Configuring support for non-English characters and non-standard fonts
This document explains how to identify and resolve font configuration issues for AFP, PDF and Word documents on Windows and Linux systems.
You may encounter documents that contain non-English or non-ASCII characters that do not view or convert all of those characters properly. This may show up as:
- Characters without diacritics (accents)
- Overlapping characters because they are spaced differently from the original
- Widely spaced characters
- Characters being displayed as rectangular boxes
These behaviors are usually due to font configuration issues. Accusoft’s RasterMaster Imaging SDK and VirtualViewer will use the fonts available on the system if the fonts are not embedded in the document. If the font is not available on the system, RasterMaster Imaging SDK and VirtualViewer will make a best effort to find the closest available font. When a substitute font is used, then the issues above may appear.

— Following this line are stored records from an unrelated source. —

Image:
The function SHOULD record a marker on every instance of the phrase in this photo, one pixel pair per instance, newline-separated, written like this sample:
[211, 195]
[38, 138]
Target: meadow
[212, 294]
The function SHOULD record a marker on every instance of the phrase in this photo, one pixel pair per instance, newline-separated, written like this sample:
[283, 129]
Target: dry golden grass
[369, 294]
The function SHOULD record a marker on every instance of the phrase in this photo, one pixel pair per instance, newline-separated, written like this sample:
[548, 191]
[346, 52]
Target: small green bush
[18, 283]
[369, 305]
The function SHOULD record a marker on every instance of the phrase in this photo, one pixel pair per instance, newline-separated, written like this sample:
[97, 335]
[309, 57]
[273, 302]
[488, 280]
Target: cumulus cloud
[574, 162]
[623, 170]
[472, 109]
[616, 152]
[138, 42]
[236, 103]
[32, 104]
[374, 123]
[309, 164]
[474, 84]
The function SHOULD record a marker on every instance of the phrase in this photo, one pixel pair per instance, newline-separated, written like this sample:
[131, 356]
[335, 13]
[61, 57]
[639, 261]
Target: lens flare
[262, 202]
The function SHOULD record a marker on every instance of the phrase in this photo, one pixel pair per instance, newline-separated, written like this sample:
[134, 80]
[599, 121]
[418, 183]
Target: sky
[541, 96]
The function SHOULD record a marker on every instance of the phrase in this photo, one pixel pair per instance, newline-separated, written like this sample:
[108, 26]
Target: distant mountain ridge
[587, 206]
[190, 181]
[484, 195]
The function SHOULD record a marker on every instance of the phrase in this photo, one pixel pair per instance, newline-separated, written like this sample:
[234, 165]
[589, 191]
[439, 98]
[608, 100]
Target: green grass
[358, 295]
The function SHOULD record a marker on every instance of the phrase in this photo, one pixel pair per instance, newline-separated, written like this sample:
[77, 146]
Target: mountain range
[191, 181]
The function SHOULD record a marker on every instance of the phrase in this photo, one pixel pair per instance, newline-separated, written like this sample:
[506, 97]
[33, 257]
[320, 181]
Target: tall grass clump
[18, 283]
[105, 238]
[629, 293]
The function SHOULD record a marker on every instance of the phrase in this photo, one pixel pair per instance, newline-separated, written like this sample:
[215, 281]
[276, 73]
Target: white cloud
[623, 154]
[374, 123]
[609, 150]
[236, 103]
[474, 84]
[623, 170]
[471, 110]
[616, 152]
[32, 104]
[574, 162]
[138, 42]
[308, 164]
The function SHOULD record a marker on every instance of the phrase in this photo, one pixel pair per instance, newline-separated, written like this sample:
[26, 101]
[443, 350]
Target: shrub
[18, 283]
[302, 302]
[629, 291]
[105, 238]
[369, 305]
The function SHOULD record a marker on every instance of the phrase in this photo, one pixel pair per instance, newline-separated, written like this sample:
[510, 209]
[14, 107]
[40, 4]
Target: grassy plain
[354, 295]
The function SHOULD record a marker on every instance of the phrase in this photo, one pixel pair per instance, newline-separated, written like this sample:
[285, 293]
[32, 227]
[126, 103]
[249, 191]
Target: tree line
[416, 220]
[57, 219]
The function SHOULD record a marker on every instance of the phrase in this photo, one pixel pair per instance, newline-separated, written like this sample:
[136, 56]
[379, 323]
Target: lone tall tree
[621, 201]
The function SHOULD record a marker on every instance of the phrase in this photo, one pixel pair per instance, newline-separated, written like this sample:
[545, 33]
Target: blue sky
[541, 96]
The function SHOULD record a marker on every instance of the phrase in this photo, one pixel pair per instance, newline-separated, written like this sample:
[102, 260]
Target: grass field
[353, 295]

In the past, many documents would use embedded fonts to ensure that the document could be printed and viewed on systems other than those on which it was created. In recent times, some document creators have been moving away from embedding fonts which puts the burden on the end-user to ensure the fonts are available on his system. If the font specified in the document is not available on the system on which the document is processed, then a fallback font is used. If there is no fallback font that supports the character set, then you will see rectangles instead of characters.
Step 1: Identifying the Fonts
The first step is to find out what fonts you need to properly display the document. Look at the file and identify the places where the characters are not being displayed properly. Then, use the appropriate technique to get the name, type and size of the font.
Identifying AFP Fonts
If your document was created by IBM’s OnDemand, you can ask the document creator to provide you with the font definition files.
Other AFP document creation tools may offer similar font definition features.
If you do not know the document’s creator, you may be able to open the document using an EBCDIC editor and pick out the font names.
Identifying PDF Fonts
If you are having trouble seeing characters displayed in your PDF document, you can follow the steps below to identify the font being used in the PDF document:
- Open up the PDF document in Adobe Acrobat.
- From the main menu, select File > Document Properties… to open the Document Properties dialog box.
- Select the Fonts tab.
- Examine the list of fonts. Any font that does not have (embedded) next to it will need to be installed on the system.
Here is an example of the Document Properties dialog box for a PDF document that has embedded fonts:
Identifying MS Word Fonts
If you are having trouble seeing characters displayed in your MS Word document, you can follow the steps below to identify the font being used in the MS Word document:
- Open your MS Word document and select the text that is not being processed properly.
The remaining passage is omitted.